Benefits: Easier to write, maintain, and optimize. The database handles the “how.”
Imperative Queries (Code)
What are they? You write step-by-step instructions to get the data.
Example (Python): Same query as above:
california_users = []
for user in users:
if user.state == 'CA':
order_count = 0
for order in orders:
if order.user_id == user.id:
order_count += 1
if order_count > 100:
california_users.append(user.name)Drawbacks: More code, harder to maintain, and less optimized for large datasets.
MapReduce (Distributed Queries)
For very large datasets, document databases like MongoDB use MapReduce to process data across multiple servers:
Map: Break data into key-value pairs (e.g., group orders by customer).
Reduce: Aggregate the results (e.g., sum order amounts).
Example:
db.orders.mapReduce(
function() { emit(this.customer_id, this.amount); }, // Map: emit customer ID and order amount
function(key, values) { return Array.sum(values); }, // Reduce: sum amounts for each customer
{ out: "customer_totals" }
);Modern tools like Apache Spark combine SQL-like queries with distributed processing for scalability.
Common Mistakes to Avoid
Choosing NoSQL Too Early:
Mistake: Picking MongoDB because it’s “cool” without understanding your needs.
Fix: Start with a relational database like PostgreSQL, which is versatile and supports JSON for flexibility.
Ignoring Consistency:
Mistake: Using a database with weak consistency (e.g., eventual consistency) for critical data like bank balances.
Fix: Use ACID-compliant databases for critical data and relaxed consistency for less critical features (e.g., user notifications).
Misusing Schema-less Design:
Mistake: Storing completely different data in the same document collection, making queries hard.
Fix: Even in document databases, keep some structure for consistency (e.g., all user documents should have a name field).
Overusing Graph Databases:
Mistake: Using a graph database for simple data like a list of products.
Fix: Use graphs only when relationships are central to your app.
Polyglot Persistence: Using Multiple Databases
Modern apps often use multiple databases to handle different needs:
Netflix: Uses Cassandra (NoSQL) for viewing data, MySQL (relational) for billing, and Neo4j (graph) for recommendations.
Uber: Uses PostgreSQL for trip data, Redis for caching, and Neo4j for mapping routes.
LinkedIn: Uses MySQL for user data, Kafka for messaging, and Neo4j for connections.
This approach, called polyglot persistence, lets you pick the best tool for each job.
Trends and Future Directions
Multi-Model Databases: Databases like Azure CosmosDB or ArangoDB support relational, document, and graph models in one system, reducing complexity.
NewSQL: Databases like Google Spanner or CockroachDB offer SQL with global scalability and strong consistency.

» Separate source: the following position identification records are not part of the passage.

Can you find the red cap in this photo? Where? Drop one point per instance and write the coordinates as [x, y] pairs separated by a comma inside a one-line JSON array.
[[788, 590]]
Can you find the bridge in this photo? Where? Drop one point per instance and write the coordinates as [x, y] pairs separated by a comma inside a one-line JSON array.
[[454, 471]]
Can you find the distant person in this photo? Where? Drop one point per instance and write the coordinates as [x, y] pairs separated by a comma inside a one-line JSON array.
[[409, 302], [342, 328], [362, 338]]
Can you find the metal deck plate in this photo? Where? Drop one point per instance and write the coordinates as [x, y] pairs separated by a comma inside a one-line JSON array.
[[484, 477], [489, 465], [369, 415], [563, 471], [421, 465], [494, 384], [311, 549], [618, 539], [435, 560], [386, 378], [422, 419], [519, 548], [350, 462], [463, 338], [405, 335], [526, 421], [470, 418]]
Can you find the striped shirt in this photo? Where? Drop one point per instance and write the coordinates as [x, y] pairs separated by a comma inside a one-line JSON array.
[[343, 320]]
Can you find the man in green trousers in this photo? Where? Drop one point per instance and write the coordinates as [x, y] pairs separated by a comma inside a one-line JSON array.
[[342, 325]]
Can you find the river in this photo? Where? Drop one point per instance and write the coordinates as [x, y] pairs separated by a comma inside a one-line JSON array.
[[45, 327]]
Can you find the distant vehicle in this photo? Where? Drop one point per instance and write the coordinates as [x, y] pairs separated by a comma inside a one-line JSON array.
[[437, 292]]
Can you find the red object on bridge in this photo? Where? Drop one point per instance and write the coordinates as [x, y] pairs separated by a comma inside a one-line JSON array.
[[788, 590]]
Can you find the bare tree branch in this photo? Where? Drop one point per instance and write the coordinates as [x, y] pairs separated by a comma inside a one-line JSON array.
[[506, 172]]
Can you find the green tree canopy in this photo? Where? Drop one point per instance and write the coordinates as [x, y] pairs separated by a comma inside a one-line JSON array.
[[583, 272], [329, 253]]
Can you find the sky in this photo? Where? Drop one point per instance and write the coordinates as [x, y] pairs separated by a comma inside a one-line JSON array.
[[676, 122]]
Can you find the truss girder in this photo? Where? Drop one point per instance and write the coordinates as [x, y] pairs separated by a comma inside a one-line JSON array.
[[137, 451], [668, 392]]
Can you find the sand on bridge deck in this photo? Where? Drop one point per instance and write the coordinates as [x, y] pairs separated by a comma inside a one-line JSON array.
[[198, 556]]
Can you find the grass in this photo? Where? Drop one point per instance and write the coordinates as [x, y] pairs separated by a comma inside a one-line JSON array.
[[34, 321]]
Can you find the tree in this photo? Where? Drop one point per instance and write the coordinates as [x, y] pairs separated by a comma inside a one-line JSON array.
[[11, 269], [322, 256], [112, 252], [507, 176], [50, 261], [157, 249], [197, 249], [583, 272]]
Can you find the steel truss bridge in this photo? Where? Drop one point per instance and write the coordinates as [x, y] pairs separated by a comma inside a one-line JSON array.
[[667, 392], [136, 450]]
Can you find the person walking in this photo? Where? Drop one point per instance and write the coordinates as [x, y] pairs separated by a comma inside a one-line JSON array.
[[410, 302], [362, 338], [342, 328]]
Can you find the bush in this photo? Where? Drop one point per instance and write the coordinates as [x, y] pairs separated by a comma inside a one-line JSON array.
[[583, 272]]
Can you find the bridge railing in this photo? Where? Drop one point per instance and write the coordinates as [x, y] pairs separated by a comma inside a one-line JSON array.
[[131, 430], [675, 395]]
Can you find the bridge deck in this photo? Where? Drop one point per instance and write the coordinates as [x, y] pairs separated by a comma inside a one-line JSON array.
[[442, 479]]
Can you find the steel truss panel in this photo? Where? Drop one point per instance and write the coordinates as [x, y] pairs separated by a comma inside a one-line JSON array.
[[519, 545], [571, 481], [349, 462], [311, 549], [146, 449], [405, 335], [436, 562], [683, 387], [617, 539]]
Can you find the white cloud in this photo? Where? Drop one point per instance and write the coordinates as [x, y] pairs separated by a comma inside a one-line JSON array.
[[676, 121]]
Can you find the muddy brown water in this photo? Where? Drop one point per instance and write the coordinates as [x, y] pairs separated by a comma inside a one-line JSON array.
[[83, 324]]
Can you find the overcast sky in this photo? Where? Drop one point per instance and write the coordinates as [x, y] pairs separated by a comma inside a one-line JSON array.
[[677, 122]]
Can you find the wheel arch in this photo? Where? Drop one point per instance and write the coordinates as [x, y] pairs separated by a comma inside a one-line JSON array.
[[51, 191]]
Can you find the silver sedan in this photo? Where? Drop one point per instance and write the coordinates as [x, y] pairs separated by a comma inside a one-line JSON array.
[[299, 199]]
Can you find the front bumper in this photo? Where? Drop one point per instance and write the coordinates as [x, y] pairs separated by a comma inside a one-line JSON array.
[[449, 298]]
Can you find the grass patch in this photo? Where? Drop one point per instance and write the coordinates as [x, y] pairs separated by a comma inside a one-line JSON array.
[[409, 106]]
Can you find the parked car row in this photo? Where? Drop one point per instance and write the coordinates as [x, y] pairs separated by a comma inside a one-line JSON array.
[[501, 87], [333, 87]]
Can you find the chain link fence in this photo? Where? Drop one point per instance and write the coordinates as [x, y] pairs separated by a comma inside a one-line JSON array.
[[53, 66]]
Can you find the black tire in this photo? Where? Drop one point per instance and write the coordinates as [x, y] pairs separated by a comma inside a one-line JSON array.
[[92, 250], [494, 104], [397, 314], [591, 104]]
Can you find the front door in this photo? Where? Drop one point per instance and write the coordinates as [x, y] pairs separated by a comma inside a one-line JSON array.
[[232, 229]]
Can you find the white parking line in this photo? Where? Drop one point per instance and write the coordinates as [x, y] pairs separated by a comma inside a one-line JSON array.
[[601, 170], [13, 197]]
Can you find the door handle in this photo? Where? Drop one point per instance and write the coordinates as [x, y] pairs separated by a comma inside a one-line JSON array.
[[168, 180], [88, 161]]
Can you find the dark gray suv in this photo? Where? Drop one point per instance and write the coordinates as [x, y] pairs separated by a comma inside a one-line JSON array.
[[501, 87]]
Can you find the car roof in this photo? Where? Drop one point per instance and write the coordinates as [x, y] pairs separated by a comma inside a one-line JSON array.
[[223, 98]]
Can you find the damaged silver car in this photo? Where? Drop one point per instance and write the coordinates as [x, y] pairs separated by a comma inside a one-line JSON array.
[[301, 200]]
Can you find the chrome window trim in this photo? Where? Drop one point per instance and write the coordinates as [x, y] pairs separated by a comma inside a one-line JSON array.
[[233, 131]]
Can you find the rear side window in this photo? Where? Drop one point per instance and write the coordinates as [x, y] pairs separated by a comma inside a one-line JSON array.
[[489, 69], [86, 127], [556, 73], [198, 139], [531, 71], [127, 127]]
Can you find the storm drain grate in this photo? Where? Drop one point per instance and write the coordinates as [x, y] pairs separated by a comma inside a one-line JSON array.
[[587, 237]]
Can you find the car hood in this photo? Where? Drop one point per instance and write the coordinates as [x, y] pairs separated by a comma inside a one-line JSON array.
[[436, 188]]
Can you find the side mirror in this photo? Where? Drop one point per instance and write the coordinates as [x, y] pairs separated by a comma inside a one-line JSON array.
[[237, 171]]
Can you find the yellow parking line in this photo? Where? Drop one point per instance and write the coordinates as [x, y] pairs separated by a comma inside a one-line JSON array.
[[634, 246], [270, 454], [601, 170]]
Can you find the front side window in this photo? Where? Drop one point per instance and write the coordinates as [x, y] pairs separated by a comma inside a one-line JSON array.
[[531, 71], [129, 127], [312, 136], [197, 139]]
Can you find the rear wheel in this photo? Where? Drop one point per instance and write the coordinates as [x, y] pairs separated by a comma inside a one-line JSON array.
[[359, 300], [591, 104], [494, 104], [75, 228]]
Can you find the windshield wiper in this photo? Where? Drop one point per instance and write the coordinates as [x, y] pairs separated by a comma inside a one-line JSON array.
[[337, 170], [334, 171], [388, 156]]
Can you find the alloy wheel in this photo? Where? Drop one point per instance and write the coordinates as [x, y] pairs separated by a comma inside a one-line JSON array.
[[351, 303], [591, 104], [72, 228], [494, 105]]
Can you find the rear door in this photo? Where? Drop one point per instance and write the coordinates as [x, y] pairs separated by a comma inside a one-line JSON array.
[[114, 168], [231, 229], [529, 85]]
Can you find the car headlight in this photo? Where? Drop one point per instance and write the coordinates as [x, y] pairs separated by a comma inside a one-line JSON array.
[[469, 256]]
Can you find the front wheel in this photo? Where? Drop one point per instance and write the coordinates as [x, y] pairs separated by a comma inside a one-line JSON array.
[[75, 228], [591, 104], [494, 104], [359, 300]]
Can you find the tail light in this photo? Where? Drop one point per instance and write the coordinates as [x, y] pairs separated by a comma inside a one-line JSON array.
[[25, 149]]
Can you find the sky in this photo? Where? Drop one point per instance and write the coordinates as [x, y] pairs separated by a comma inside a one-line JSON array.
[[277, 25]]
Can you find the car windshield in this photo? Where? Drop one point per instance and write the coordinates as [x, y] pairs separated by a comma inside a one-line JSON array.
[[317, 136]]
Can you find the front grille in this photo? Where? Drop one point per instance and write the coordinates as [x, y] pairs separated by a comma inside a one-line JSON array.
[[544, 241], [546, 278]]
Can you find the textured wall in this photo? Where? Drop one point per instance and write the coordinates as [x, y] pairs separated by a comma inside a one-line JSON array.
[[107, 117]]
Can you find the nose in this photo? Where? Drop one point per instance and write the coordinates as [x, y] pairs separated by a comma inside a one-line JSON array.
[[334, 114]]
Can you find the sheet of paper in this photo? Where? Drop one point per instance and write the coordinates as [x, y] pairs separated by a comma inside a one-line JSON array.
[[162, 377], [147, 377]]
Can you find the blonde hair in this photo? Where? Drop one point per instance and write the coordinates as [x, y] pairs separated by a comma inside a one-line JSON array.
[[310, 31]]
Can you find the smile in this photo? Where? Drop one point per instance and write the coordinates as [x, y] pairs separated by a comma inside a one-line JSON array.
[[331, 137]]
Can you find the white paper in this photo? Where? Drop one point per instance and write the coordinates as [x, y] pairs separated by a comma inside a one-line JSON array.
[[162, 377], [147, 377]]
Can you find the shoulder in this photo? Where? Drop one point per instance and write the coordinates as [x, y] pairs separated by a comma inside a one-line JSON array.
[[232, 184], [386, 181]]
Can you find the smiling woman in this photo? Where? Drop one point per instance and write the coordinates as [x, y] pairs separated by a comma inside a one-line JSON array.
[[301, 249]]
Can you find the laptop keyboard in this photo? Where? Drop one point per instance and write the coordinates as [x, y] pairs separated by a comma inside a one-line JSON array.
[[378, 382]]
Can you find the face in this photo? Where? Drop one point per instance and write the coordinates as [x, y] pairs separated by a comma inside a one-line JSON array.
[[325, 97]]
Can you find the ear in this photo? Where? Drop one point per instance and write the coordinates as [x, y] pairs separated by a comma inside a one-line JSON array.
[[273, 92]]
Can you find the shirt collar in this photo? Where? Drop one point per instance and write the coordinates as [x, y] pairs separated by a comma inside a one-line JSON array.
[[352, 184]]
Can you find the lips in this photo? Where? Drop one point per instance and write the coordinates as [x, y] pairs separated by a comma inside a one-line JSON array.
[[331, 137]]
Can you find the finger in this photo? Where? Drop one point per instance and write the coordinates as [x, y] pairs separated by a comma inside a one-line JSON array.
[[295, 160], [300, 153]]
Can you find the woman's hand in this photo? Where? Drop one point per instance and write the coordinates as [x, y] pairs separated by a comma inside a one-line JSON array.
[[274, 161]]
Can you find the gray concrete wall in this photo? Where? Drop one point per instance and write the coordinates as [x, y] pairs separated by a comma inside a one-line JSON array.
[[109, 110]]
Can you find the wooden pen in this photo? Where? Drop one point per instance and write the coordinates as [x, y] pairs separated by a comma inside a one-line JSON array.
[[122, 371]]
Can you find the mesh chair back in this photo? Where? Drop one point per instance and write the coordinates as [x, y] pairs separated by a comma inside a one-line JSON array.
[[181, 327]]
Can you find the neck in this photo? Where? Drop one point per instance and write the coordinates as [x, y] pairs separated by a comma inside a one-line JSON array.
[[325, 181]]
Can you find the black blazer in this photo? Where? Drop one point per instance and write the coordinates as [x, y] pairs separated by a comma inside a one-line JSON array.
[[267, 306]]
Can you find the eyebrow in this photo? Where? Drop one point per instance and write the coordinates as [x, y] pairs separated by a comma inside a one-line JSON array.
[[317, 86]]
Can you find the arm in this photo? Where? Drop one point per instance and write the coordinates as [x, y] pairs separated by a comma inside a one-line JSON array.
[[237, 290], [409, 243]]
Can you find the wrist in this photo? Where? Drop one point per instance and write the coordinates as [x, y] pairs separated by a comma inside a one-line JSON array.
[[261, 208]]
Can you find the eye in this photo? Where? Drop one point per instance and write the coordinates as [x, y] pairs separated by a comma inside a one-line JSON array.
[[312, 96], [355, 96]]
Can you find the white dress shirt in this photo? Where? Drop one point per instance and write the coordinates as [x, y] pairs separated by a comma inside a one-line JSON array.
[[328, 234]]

Serverless Databases: Platforms like PlanetScale or Supabase manage databases for you, so you focus on building the app.
Key Takeaways
No One-Size-Fits-All: Each data model (relational, document, graph) is best for specific problems. Understand your data and access patterns first.
Focus on Relationships: Choose a model based on how your data is connected (e.g., tables for many-to-many, documents for self-contained data, graphs for complex relationships).
Start Simple: Use a relational database like PostgreSQL unless you have a clear reason to use NoSQL or graphs.
Declarative is Better: SQL and Cypher are easier to maintain than writing step-by-step code.
Evolve as Needed: You can switch or combine databases as your app grows.
By understanding these data models and their trade-offs, you can make smart decisions to build systems that are efficient, scalable, and maintainable.
The database landscape continues to evolve, but the fundamental principles from Chapter 2 remain relevant. Understanding these concepts will help you make better architectural decisions and build systems that can grow with your needs.
Remember: the best database is the one that solves your specific problems efficiently and maintainably. Focus on understanding your data and access patterns first, then choose the tool that fits best.